Re-inventing the wheel must be one of the most overused and trite expressions of the English language. The wheel is what we associate with technology, that incredible power that makes our lives easier and more comfortable. After every hike, when I finally get back to the trailhead and take off my boots, slip into my sandals, back and legs stiff, feet aching, I invariably sit down in my car, turn the ignition, throw the car into gear and roll away effortlessly. On wheels. Ah, that’s how man was meant to travel!

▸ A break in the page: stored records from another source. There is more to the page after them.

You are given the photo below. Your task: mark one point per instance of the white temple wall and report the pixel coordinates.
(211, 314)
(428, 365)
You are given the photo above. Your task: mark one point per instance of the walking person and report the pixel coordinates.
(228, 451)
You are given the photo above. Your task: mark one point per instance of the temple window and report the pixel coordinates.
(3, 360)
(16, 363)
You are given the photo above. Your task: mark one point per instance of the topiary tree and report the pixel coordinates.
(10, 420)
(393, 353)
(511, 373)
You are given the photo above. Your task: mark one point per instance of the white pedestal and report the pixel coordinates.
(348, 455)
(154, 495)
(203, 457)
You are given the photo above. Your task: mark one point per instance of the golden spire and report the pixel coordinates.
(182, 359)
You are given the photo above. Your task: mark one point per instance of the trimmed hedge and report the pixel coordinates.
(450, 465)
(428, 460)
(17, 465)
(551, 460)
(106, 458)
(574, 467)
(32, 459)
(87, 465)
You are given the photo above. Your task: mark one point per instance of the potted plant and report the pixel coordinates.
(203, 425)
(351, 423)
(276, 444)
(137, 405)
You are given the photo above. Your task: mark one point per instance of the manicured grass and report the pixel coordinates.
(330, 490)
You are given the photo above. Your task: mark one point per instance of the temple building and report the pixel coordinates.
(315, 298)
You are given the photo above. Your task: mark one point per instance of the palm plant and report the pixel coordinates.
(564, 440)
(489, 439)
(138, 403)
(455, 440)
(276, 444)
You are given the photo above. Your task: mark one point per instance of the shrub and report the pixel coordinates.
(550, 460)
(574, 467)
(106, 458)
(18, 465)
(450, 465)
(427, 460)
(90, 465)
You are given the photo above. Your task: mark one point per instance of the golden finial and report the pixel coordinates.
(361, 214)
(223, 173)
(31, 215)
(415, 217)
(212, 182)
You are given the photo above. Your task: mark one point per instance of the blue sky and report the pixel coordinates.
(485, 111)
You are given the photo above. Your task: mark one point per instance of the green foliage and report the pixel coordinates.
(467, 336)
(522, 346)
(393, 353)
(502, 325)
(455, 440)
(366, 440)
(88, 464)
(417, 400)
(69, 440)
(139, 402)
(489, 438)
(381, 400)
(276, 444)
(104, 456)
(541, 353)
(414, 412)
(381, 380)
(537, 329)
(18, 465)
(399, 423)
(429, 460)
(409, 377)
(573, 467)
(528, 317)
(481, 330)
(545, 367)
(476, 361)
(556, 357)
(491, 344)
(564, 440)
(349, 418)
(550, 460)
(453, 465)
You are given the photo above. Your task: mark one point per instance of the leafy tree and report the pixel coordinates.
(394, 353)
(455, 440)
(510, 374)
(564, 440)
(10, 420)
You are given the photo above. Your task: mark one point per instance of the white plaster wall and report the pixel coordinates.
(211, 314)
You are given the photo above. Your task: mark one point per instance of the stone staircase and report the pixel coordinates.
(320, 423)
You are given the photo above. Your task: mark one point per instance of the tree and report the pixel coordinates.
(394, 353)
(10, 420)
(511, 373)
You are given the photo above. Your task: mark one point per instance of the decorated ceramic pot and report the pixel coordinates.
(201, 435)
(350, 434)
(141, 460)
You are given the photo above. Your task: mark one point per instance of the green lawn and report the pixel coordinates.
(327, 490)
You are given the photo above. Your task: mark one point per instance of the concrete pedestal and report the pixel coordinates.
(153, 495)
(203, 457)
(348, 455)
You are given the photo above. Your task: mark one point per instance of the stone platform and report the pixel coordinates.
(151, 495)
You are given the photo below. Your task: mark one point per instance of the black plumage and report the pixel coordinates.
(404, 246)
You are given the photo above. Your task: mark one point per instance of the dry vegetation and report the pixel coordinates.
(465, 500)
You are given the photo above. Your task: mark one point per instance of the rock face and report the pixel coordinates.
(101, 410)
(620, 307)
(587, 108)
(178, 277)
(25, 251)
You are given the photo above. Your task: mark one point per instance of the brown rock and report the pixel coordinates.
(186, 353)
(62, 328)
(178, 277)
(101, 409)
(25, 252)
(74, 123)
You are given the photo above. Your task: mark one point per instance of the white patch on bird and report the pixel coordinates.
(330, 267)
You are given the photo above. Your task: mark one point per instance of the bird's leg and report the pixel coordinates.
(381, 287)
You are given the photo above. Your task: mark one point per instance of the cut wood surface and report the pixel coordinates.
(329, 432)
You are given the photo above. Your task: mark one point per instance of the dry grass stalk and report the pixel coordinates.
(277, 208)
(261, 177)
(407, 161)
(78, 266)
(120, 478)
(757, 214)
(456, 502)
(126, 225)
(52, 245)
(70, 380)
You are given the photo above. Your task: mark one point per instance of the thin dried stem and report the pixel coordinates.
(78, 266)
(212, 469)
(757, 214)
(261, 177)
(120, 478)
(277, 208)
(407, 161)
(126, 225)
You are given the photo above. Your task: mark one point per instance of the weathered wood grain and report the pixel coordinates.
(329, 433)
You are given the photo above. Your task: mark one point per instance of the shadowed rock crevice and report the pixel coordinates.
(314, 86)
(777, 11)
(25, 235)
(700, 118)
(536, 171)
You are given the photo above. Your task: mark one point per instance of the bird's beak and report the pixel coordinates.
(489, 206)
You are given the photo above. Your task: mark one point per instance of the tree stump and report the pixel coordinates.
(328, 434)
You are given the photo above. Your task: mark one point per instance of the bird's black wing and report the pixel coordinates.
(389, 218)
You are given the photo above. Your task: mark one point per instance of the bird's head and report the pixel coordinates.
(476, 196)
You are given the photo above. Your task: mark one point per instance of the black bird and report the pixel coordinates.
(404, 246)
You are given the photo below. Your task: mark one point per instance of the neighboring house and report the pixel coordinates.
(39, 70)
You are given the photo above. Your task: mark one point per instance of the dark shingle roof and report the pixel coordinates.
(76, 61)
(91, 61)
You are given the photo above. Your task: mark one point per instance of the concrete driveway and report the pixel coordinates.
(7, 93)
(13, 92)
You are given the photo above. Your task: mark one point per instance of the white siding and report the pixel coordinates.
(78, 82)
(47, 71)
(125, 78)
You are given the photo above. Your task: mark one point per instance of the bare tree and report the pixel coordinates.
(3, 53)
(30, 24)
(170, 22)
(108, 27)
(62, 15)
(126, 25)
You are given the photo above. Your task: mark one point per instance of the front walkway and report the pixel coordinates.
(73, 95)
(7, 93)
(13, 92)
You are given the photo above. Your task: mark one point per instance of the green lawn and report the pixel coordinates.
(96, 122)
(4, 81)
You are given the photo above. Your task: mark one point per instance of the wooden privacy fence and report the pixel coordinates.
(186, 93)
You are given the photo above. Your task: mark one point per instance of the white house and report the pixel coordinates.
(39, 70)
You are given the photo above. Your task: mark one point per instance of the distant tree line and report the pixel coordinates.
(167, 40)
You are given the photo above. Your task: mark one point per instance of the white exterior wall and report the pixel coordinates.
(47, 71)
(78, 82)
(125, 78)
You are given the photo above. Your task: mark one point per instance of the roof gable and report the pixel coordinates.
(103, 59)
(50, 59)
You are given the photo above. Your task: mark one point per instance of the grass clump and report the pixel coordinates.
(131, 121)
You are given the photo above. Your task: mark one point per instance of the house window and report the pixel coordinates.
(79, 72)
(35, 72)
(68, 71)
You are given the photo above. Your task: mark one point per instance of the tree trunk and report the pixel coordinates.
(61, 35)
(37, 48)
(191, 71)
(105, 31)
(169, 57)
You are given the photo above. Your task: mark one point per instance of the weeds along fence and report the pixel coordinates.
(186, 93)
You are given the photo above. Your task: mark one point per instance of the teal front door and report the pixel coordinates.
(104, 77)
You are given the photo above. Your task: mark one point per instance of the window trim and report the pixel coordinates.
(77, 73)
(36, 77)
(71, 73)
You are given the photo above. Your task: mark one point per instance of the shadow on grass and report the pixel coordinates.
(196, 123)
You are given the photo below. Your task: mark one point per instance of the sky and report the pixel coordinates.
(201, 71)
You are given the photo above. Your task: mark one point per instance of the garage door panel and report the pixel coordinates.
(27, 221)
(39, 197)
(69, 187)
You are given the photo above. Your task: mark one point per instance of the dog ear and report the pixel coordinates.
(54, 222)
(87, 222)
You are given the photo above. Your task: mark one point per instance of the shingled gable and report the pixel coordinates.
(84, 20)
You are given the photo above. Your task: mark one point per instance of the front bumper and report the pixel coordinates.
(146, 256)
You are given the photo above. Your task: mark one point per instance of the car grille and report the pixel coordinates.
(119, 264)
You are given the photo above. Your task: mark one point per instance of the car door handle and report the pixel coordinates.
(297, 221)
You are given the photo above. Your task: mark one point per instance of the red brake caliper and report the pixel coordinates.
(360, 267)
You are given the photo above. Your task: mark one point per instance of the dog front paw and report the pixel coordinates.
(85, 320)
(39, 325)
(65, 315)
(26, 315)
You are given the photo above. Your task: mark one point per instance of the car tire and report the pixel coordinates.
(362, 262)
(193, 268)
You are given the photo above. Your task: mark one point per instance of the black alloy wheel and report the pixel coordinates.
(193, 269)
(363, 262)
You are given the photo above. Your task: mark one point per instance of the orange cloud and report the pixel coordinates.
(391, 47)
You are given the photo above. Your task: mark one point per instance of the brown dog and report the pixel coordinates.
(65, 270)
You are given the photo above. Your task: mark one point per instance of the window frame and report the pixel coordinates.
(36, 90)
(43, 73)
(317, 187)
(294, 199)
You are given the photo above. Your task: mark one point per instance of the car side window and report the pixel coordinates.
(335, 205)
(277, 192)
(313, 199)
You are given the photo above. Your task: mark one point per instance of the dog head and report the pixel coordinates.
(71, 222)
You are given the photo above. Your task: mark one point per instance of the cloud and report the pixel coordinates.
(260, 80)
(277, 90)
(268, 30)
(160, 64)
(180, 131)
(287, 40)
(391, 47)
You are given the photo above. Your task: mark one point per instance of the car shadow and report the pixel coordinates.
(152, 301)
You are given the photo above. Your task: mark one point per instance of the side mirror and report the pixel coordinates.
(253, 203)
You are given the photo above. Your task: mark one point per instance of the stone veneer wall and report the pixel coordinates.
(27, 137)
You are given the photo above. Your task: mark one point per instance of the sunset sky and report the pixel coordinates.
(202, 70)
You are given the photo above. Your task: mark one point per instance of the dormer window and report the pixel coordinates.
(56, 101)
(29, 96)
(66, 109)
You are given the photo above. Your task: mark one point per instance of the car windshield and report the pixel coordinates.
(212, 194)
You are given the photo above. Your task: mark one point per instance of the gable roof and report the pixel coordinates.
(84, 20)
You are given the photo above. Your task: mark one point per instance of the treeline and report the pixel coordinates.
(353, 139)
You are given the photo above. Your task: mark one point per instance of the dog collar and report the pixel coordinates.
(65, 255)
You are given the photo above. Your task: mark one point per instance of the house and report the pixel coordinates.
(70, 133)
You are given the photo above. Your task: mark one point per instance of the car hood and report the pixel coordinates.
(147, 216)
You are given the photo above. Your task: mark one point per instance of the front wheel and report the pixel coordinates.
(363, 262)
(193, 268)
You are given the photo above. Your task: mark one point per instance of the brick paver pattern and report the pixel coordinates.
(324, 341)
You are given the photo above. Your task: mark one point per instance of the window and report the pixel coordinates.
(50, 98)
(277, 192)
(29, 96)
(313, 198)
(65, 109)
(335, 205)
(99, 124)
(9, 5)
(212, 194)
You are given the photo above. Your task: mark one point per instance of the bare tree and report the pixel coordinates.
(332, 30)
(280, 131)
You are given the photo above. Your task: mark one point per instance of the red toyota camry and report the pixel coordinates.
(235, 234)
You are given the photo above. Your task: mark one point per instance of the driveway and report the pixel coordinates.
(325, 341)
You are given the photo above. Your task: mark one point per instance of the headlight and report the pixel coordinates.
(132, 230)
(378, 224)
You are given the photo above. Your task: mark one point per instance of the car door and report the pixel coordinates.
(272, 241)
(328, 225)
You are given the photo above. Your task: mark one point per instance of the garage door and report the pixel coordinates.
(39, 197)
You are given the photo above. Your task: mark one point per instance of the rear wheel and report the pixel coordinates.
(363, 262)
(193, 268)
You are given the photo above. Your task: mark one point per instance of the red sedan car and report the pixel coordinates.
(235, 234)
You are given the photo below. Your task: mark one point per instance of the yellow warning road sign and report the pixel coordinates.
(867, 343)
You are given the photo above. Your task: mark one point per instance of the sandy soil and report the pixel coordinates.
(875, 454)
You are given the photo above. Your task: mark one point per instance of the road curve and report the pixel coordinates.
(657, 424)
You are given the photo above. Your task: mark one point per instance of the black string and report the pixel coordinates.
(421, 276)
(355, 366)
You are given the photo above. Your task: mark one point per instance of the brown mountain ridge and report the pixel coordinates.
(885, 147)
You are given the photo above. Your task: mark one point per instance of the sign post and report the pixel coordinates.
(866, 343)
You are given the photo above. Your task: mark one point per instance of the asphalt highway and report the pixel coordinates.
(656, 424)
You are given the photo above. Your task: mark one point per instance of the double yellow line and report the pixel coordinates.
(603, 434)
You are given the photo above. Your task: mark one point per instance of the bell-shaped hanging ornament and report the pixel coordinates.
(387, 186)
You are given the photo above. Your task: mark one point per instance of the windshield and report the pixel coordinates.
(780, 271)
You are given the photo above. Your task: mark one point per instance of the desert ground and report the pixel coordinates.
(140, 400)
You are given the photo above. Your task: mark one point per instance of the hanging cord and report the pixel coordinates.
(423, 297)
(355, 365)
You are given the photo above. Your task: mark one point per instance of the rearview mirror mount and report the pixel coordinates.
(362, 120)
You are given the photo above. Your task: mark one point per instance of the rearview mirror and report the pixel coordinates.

We forget that our entire technological world is built on infrastructure. Even something as simple as a wheel would not work without infrastructure, without a road, or at least a path, and without some power, be it an engine, a horse, an ox, or a human in front of a rickshaw. GPS would not work without satellites. Cell phones would not work without cell towers, cars would not work without gasoline, which must be refined from oil, which must be transported from far-away places, which must be pumped out of the ground. Infrastructure.
I sometimes speculate what would happen if I were suddenly time-warped into the distant past, say into the stone age about 30,000 years ago, a time before the wheel had been invented. 30,000 years ago humans made stone axes. For thousands of years sharp stones were the ultimate and most advanced technology on earth. Finding myself there with nothing but my brains and my hands and not even the clothes on my back, what would all my knowledge and education get me?
I know how to program computers. I know how an internal combustion engine works. I know how fire works. I understand what a lever is, and I know about the wheel. Would I be able to make a wheel, knowing it has been invented? Could I build a wheel with my bare hands, with rocks, wood branches and reeds? How long would it take me, with all my knowledge and skills, to build a wheelbarrow from the elements, if I could not go down to Home Depot, where they have the infrastructure, and get the necessary parts, fittings, bolts and tools? It would probably take me the better part of a year and it would not be much of a wheelbarrow, assuming I survived long enough.
What if I got an infection? I’d know all I needed was antibiotics. I know, in principle, how they work. But could I make antibiotics? Penicillin was invented accidentally when bread mold stopped bacterial growth in a petri dish. Could I cure myself eating bread mold? How much would I need? And how would I manufacture bread mold without bread? The fact is, despite all my knowledge and understanding about health and medicine, I could die of the first bacterial infection I contacted.
Ruminations like these make me aware of how fragile our society is and how dependent it is on infrastructure. Disrupting any of the elements that feed that infrastructure would cause rapid breakdown of the entire technological chain and result in quick collapse. Of all the knowledge in the world, the most valuable skills would be medicine, pharmacy and most importantly, how to make the medicines from herbs, chemistry, some rudimentary physics, farming and gardening, hunting and trapping, and perhaps skills of breaking in a wild horse.
Anyone feel like re-inventing the wheel?